Trump decides that the United States has entered into war with the drug cartels
The move comes after US forces sank three boats allegedly carrying drugs in the Caribbean over the past month


U.S. President Donald Trump has decided that his country has entered into a “non-international” war with drug cartels and has labeled its members “unlawful combatants.” This is stated in a notice sent to Congress and leaked to several U.S. media outlets.
The move, first reported by The New York Times, comes after U.S. forces sank at least three boats in the Caribbean last month that were allegedly carrying drugs in international waters. The attacks left 17 people dead. At least two of the vessels had departed from the Venezuelan coast. A group of Democratic senators had demanded explanations from the White House in a letter regarding the legality of the attacks, reminding the president that, under U.S. war powers law, Congress must authorize any military action.
According to The New York Times, the confidential notice was sent this week to several congressional committees. It specifies that the United States is in an “armed conflict” with drug cartels, which the administration has declared terrorist organizations, and that traffickers belonging to those groups are “unlawful combatants.”
In an armed conflict, a nation may attack combatants of another even if those fighters are not engaged in combat at the time; it can detain them and subject them to military trials. By framing the campaign against the cartels as an armed conflict, the Trump administration appears to be trying to claim extraordinary war powers to justify the attacks on the boats in the Caribbean. Numerous experts and human rights organizations consider these attacks illegal.
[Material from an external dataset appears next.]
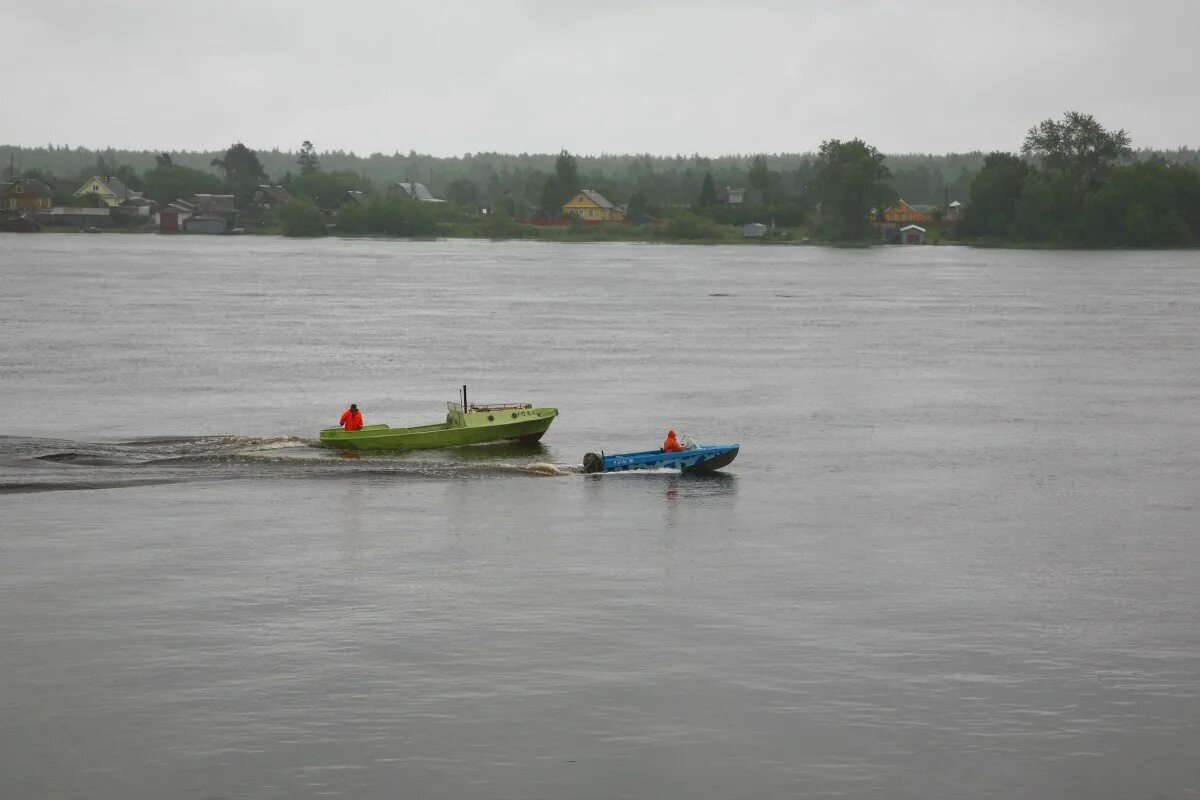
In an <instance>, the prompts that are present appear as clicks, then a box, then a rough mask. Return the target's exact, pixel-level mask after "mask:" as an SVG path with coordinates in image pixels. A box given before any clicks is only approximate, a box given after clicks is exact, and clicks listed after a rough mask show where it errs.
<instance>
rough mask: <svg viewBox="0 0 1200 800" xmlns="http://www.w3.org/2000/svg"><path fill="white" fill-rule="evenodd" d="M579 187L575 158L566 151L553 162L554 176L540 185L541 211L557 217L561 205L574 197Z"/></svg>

On Thursday, Venezuelan Defense Minister Vladimir Padrino López denounced on Thursday the presence of five U.S. fighter jets flying near Venezuelan territory, specifically north of the country’s central Caribbean coast. “It is a provocation, a major threat against the nation’s security,” the general declared.
According to the AP news agency, Pentagon officials have not been able to provide a list of which organizations designated as terrorists are included in this non-international conflict — something that represents “a major source of frustration for some of the lawmakers” who were briefed, according to the sources cited by the outlet.
What the Trump administration laid out at the closed-door classified briefing was perceived by several senators as pursuing a new legal framework that raised questions particularly regarding the role of Congress in authorizing any such action, the person familiar with the matter said, according to AP.
The first attack was carried out on September 2 and was announced by Trump himself during an event in the Oval Office. At that time, the U.S. president claimed — without having presented public evidence so far — that the 11 people on board, all of whom were killed in the incident, were members of the Venezuelan criminal organization Tren de Aragua.
The Trump administration added the Tren de Aragua to its list of foreign terrorist organizations earlier this year. The government argues that drug inflows into the United States have reached such a dangerous level that military action is necessary to stop them.
Nearly 100,000 Americans die each year from drug overdoses, though the majority of those deaths are linked to fentanyl use. Experts point out that most of that drug comes from Mexico, not Venezuela.